Greenville resident Melva Geyer has fond memories of Dewey: “Greenville has certainly lost an icon — a true community leader who was loved by all. His Spare Rib B-B-Q had a role in putting Greenville on the map, and he became somewhat of an ambassador for the community. While I was with the newspaper I had the opportunity to interview him a number of times on several issues. He had a great sense of humor and keen insight into his role in the community. What impressed me more, however, was his dedication as a family man. I know I will miss him.”
Dewey and his wife, Goldie, whom he married three weeks after the attack on Pearl Harbor, were the parents of seven children. All seven graduated from college, and four have master’s degrees.
The couple were firm disciplinarians, recalled his daughter, Anne Haynes in a 2011 interview. “They taught us, ‘Nobody is any better than you are, but there are a whole lot of people who are just as good.’ They said, ‘We expect everything out of you — no excuses.’”
Haynes said the family was unique in one respect: “It was totally unusual to be black Catholics in Greenville. I remember walking into the church (it was old St. Mary’s at the time), and people driving by were almost falling out of their cars looking at us going in the door. Black people going in a Catholic church?”

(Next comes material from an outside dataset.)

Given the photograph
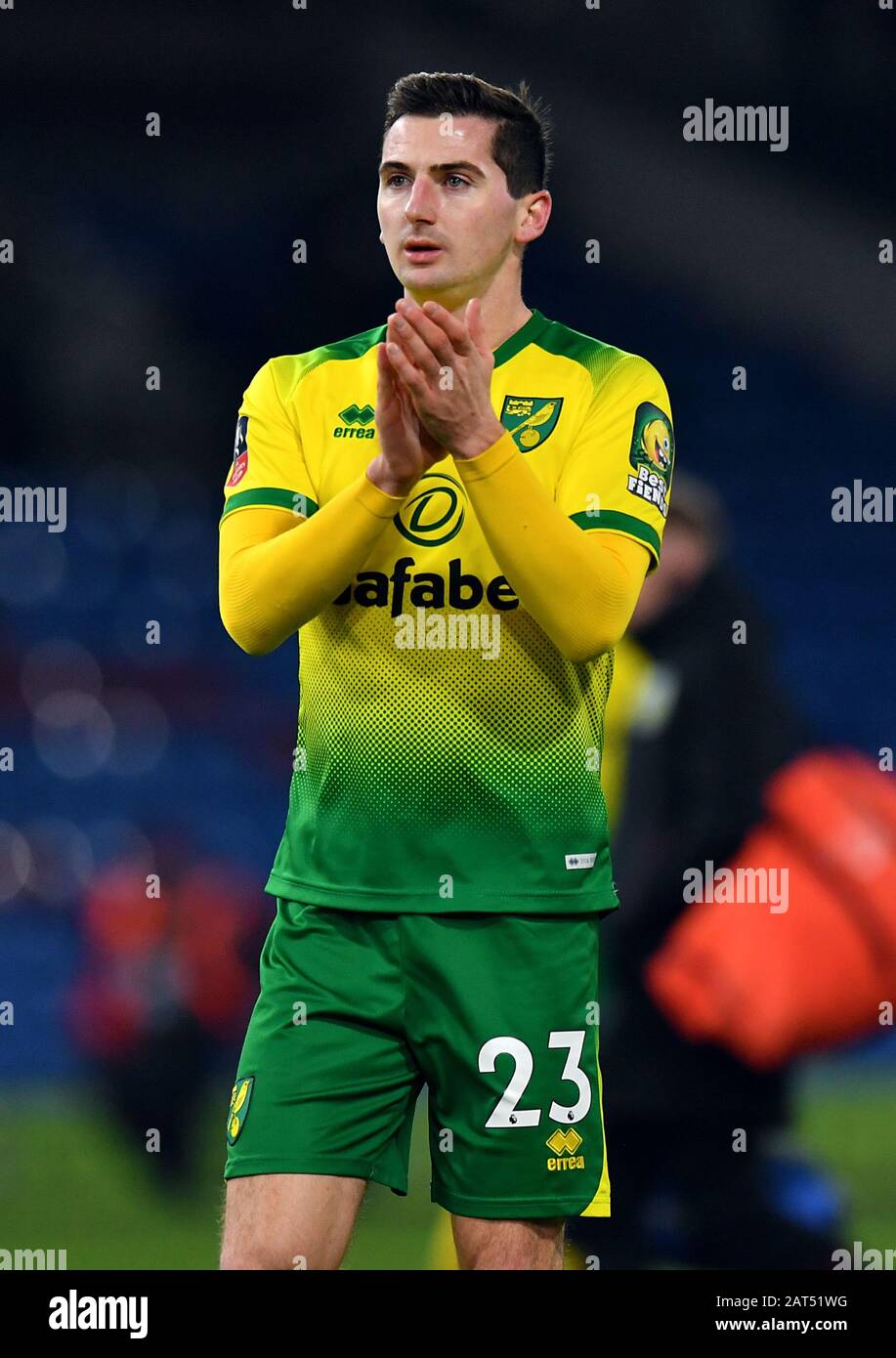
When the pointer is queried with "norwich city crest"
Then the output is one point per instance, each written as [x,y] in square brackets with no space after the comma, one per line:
[531,420]
[239,1107]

Dewey and his wife were active members of the present-day St. William’s Catholic Church, and Dewey became a charter member of the Greenville council of Knights of Columbus, the international Catholic men’s fraternity.
Bobb Mahrer of the Knights remembers that Dewey was influential in establishing some of the council’s annual fundraisers — first the St. Patrick’s Day dinner for 20 years, and then the annual Oktoberfest for charity.

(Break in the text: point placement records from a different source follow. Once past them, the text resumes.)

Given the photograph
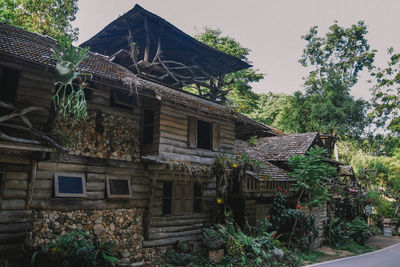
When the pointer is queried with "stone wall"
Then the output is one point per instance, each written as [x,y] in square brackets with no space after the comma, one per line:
[123,226]
[101,135]
[322,217]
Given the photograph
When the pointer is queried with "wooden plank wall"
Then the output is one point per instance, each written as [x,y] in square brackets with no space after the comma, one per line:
[174,135]
[166,230]
[15,220]
[95,173]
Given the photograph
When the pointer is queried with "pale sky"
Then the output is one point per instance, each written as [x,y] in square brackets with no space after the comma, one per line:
[271,29]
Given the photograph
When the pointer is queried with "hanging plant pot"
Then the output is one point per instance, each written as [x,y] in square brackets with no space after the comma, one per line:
[216,255]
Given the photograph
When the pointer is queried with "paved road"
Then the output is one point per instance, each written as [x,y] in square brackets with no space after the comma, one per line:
[387,257]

“As men of faith, we members were also men of passion, and that passion would sometimes lead to heated discussions regarding decisions and how to proceed with a project. I recall how on many of these occasions Dewey would inject some of his humor and immediately get everyone to laughing.
“Dewey also took his turn helping with the Knights Friday night dinners which are open to the public,” Mahrer said. “We always looked forward to Dewey’s turn because we knew he would bring his famous barbecue as well as his homemade coleslaw, potato salad and cobbler. It was a great treat.”
And he was the proverbial good neighbor, added Greenville resident Noble Gilstrap.
“Dewey was my next-door neighbor, and almost daily we’d talk over the fence,” he said “He was good at working with young people, and he was generous about donating food when there was a death in a family — no matter who.”
Funeral services for Dewey Fitzpatrick will be at 10 a.m., Saturday, in St. William’s Catholic Church, 4300 Stuart. A Rosary will be recited at 6 p.m., Friday, in the chapel of Coker-Mathews Funeral Home.
Arrangements are under the direction of Cozine & Tarver Funeral Home.